“I FEEL like I am living a nightmare that I can’t wake up from.”
Those were the heart-wrenching words of the mother of car crash victim Jade Rice.
Elaine Noble is still struggling to accept her little girl is gone two years after she was tragically killed – and that no-one has been punished for the death crash.
Jade and her friend Danny Atkinson, both 17, died when the car they were passengers in struck a tree on Bradley Road in January 2006.
Earlier this week Shipley driver Mohammed Tanwir walked free.
Police had brought two prosecutions against him but both were dismissed due to insufficient evidence.
Elaine and Barry Noble, the mother and stepfather of Jade Rice, say they cannot accept that someone can escape without even a point on their licence for a crash which left two people dead.
Jade and a friend, Danny Atkinson, also 17, died when the car in which they were passengers ploughed into a tree on Bradley Road, Bradley, more than two years ago.
Police have tried to prosecute the driver, Mohammed Tanwir, but two court cases have been dismissed.
Mrs Noble said: “We can’t grieve for Jade yet because we don’t know what happened to her.
“My family will say: “Isn’t it time to find somewhere for Jade?” But I can’t because there are so many unanswered questions.
“We were fined £30 for accidentally driving into a pedestrianised area to collect flowers for Jade.
“Yet someone can be the driver in a crash which kills two people and nothing happens.
“Is that what justice is?”
Jade’s death left a hole in the heart of her family.
She had a twin Ian, 19, brother Michael, 23, and sister Zoe, 25. She also left behind her father, Ian Rice, and stepmother Gillian Rice.
Her family were in court last week and were in tears after the result.
They were also upset to hear two lawyers discussing other car crashes while they waited for magistrates to return.
Mrs Noble ran her own cleaning business before her daughter’s death.
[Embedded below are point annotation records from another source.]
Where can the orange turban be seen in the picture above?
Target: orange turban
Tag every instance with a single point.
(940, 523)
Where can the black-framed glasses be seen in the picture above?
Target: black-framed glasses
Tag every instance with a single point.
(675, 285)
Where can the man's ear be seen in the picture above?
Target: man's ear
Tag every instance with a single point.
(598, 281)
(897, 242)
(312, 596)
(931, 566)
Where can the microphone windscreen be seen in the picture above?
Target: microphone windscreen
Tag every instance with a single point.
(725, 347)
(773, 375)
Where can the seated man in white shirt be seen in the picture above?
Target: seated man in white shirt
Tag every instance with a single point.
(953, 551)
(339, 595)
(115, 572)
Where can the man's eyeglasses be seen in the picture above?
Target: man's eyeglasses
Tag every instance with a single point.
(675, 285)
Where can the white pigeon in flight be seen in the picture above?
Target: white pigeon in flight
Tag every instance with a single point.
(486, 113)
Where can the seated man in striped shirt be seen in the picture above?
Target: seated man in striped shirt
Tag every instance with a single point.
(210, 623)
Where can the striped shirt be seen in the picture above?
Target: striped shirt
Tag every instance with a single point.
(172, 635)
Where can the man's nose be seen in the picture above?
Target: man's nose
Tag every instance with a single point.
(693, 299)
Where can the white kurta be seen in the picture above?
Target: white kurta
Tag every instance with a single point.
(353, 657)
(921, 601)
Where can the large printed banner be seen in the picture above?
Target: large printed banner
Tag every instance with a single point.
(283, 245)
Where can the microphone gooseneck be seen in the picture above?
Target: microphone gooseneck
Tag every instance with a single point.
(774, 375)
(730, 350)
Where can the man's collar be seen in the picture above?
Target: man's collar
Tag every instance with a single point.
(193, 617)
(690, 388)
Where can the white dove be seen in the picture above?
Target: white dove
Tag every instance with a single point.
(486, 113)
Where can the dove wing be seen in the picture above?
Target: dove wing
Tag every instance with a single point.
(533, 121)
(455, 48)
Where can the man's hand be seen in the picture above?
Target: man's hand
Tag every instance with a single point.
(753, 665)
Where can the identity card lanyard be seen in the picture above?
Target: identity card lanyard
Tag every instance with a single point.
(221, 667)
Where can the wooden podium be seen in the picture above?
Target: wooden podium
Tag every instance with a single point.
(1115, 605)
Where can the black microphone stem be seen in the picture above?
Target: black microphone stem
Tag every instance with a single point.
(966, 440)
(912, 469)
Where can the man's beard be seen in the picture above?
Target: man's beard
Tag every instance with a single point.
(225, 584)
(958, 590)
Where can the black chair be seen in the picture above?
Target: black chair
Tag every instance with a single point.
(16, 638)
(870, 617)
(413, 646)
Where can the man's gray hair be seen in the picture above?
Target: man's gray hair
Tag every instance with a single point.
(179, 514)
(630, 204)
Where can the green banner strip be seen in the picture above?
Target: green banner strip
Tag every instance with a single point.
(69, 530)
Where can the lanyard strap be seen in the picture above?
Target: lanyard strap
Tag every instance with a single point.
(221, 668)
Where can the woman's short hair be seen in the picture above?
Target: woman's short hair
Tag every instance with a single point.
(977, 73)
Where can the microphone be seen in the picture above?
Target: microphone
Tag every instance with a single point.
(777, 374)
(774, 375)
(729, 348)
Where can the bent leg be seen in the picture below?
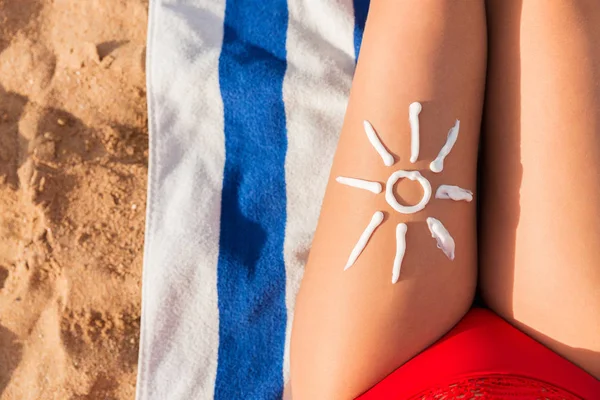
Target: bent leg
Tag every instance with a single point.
(353, 327)
(540, 247)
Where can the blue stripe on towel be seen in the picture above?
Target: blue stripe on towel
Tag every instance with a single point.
(361, 9)
(251, 270)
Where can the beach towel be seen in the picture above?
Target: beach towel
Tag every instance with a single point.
(246, 100)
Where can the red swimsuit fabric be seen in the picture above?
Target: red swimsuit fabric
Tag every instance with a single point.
(484, 358)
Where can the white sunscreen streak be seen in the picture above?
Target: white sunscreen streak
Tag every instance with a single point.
(437, 165)
(388, 159)
(441, 235)
(364, 238)
(390, 197)
(413, 118)
(400, 250)
(374, 187)
(450, 192)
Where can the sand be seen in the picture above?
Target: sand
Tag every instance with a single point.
(73, 166)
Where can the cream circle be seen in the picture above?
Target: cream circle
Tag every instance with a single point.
(413, 176)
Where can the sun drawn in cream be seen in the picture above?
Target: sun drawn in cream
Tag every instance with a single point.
(445, 242)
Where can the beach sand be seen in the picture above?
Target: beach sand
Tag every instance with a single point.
(73, 166)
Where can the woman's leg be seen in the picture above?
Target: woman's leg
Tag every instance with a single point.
(540, 247)
(352, 328)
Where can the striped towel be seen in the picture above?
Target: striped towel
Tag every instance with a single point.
(246, 100)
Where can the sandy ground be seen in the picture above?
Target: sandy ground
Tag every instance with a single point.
(73, 156)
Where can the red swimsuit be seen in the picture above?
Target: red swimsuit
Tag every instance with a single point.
(483, 358)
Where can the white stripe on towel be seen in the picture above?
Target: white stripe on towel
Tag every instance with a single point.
(180, 319)
(320, 55)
Her husband is a self-employed maintenance worker.
She added: “When it comes to birthdays and Christmas it’s just not a celebration.
“Ian doesn’t have a birthday now; he can’t celebrate without his twin. I look at my children and their eyes are sad. We are all numb.
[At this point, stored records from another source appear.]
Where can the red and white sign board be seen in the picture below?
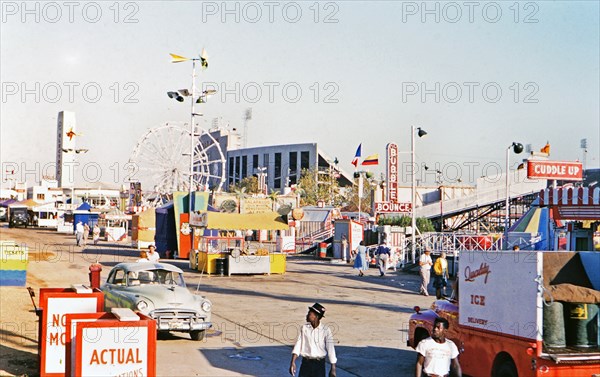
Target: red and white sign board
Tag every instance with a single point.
(488, 292)
(100, 344)
(388, 207)
(563, 170)
(55, 304)
(392, 172)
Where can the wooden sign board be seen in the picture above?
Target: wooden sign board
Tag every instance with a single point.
(100, 344)
(56, 303)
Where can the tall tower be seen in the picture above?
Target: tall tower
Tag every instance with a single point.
(65, 149)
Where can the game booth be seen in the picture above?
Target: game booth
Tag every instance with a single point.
(216, 249)
(580, 205)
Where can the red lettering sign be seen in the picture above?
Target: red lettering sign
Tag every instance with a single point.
(392, 173)
(387, 207)
(566, 171)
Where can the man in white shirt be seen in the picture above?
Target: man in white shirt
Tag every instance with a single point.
(425, 262)
(79, 233)
(436, 355)
(152, 255)
(315, 341)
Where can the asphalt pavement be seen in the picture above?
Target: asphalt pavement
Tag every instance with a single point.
(256, 317)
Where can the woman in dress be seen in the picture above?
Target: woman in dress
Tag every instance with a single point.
(360, 263)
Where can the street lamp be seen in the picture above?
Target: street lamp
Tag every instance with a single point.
(179, 96)
(517, 148)
(413, 222)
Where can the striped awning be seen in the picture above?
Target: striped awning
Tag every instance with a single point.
(572, 203)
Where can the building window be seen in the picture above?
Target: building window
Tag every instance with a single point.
(244, 166)
(305, 160)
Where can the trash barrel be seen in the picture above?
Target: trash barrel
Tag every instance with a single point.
(221, 268)
(581, 324)
(322, 250)
(554, 325)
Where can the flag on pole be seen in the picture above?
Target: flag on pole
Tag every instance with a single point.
(371, 160)
(356, 156)
(204, 59)
(178, 58)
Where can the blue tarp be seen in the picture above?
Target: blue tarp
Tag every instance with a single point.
(591, 263)
(165, 237)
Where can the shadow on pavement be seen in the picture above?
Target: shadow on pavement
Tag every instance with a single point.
(275, 360)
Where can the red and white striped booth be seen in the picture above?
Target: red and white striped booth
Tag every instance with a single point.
(572, 203)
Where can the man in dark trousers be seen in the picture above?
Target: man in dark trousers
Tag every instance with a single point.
(437, 356)
(315, 341)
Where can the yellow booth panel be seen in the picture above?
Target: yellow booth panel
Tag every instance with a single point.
(207, 263)
(278, 261)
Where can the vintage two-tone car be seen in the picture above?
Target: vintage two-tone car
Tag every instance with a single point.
(158, 291)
“ I bottle it all up and can’t talk to people because they will think ‘it’s been two years’ and think I should have moved on.
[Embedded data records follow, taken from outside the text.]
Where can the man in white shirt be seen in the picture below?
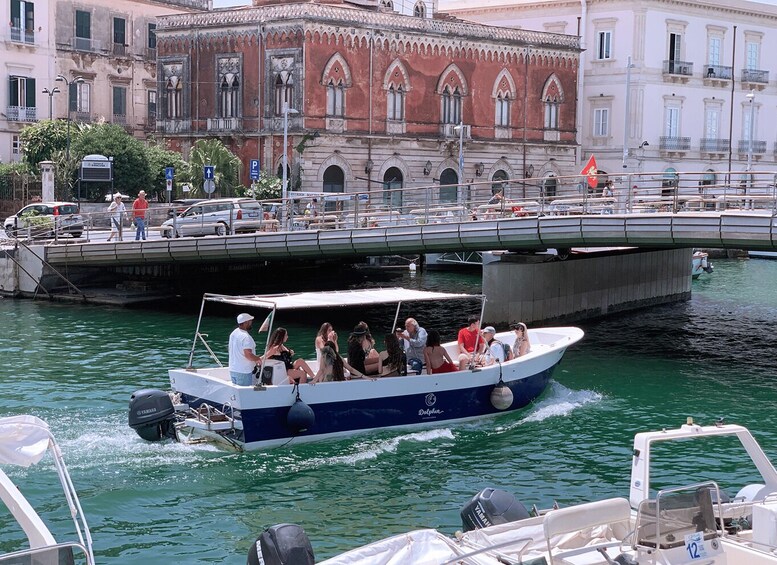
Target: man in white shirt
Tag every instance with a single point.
(496, 350)
(242, 355)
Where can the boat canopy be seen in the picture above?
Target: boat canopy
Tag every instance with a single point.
(327, 299)
(25, 440)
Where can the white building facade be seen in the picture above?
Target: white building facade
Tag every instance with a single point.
(699, 96)
(26, 68)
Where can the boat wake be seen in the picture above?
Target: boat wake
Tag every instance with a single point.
(372, 449)
(560, 402)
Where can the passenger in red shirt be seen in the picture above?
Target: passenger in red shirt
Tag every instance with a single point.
(139, 208)
(468, 338)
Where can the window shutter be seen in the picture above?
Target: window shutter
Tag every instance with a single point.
(30, 93)
(72, 97)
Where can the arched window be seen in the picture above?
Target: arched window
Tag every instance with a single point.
(174, 90)
(284, 90)
(392, 187)
(229, 95)
(449, 180)
(503, 110)
(551, 112)
(396, 103)
(451, 105)
(498, 181)
(335, 98)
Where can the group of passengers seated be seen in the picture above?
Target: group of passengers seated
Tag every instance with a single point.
(408, 350)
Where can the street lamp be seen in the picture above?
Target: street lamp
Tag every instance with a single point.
(51, 92)
(284, 182)
(751, 98)
(460, 129)
(61, 78)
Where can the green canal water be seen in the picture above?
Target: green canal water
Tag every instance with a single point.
(76, 366)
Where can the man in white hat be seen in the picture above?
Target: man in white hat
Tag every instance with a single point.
(116, 210)
(139, 208)
(242, 352)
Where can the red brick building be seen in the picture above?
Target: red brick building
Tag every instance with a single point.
(378, 94)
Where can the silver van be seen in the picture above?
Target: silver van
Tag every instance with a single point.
(221, 216)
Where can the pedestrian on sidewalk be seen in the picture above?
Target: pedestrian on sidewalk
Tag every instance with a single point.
(139, 208)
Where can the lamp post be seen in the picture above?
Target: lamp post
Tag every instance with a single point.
(460, 129)
(62, 78)
(284, 182)
(51, 92)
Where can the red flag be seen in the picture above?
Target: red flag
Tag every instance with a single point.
(590, 171)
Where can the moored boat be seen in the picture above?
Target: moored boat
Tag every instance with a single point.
(206, 404)
(658, 524)
(24, 441)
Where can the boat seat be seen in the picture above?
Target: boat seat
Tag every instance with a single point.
(610, 517)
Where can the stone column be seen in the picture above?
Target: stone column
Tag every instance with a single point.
(47, 179)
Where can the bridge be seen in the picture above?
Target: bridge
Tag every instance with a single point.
(730, 229)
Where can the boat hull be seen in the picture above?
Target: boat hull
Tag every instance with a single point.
(344, 408)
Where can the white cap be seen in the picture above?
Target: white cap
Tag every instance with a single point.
(243, 318)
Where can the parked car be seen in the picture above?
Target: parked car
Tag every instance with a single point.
(44, 219)
(220, 217)
(178, 207)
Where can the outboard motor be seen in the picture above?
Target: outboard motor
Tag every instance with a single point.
(282, 544)
(152, 414)
(491, 506)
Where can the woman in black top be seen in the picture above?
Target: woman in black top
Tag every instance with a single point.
(295, 370)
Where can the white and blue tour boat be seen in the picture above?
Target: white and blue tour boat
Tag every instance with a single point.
(204, 403)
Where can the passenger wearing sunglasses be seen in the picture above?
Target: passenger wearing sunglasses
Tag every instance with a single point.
(521, 345)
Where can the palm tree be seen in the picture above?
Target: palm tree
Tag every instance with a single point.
(227, 166)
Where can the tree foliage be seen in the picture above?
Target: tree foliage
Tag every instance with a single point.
(131, 170)
(43, 139)
(159, 158)
(227, 166)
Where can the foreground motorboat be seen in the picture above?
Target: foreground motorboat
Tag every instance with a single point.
(24, 440)
(677, 525)
(206, 404)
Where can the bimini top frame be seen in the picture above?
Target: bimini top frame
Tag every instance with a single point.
(328, 299)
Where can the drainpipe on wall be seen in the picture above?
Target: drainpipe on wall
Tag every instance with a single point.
(581, 25)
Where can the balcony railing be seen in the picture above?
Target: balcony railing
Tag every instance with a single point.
(669, 143)
(718, 72)
(756, 76)
(759, 146)
(20, 35)
(85, 44)
(683, 68)
(173, 126)
(224, 124)
(21, 114)
(712, 145)
(451, 130)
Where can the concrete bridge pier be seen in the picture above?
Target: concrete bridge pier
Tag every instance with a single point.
(531, 288)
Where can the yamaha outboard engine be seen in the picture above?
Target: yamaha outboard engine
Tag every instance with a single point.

“But when you don’t know what happened then you can’t move on.”
Mr Noble described Jade as a feisty young woman who was very caring and loving.
“She wanted to grow up too quickly, but she was over that phase. We all miss her so much.
“The thing we need is closure, so we can grieve for Jade. We feel very let down by the legal system.
“We want justice, to know what happened so we can try to move on. One day we will get it.”
Danny Atkinson and Jade had been staying in a halfway house on Sherwood Avenue, Bradley, where Mohammed Tanwir worked.
Danny left behind his mother, Linda Adams, father Mark St Hilaire and siblings Leander and Paige.